25.03.2013 | Medizin

Herzerkrankungen bei Kleinkindern weisen eine andere Symptomatik auf als bei Erwachsenen. Erst bei Schulkindern und im Jugendalter können Herzfehler – ebenso wie bei Erwachsenen – durch Belastungseinschränkungen auffallen. Etwa acht von 1.000 Neugeborenen leiden an einem angeborenen Herzfehler. Von Elisabeth Gerstendorfer

Angeborene Herzfehler galten lange Zeit als kaum behandelbar. Erst in den vergangenen 60 Jahren haben sich die operativen Verfahren deutlich verbessert, vor allem auch hinsichtlich der minimal-invasiven Verfahren wie der Herzkatheterintervention. Während im Jahr 1950 nur etwa jedes zehnte Kind mit einem angeborenen Herzfehler das zweite Lebensjahr erreichte, leben heute 90 Prozent der Kinder nach einer Operation und mit Behandlung nahezu ohne Einschränkung der Lebensqualität bis ins Erwachsenenalter. Je nach Herzfehler kann zwar lebenslange Betreuung erforderlich sein, die meisten erleben jedoch trotz chronischer Erkrankung kaum Beeinträchtigungen im Alltag.
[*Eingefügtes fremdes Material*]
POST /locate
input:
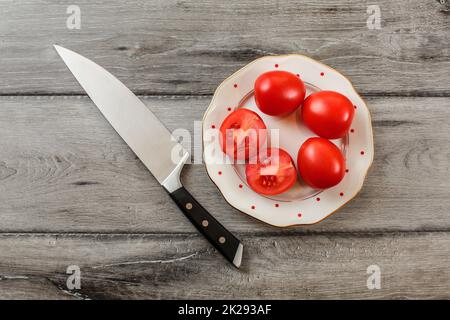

Heute leiden von 1.000 Neugeborenen etwa acht unter einer angeborenen Herzerkrankung. „Nur ein Bruchteil der Herzfehler ist kritisch, das heißt der Herzfehler ist so schwerwiegend, dass Betroffene aus dieser Gruppe ohne Operation oder andere Behandlungsmaßnahmen, innerhalb des ersten Lebensjahres versterben würden“, sagt Univ. Prof. Ina Michel-Behnke, Leiterin des Kinderherzzentrums an der Medizinischen Universität Wien.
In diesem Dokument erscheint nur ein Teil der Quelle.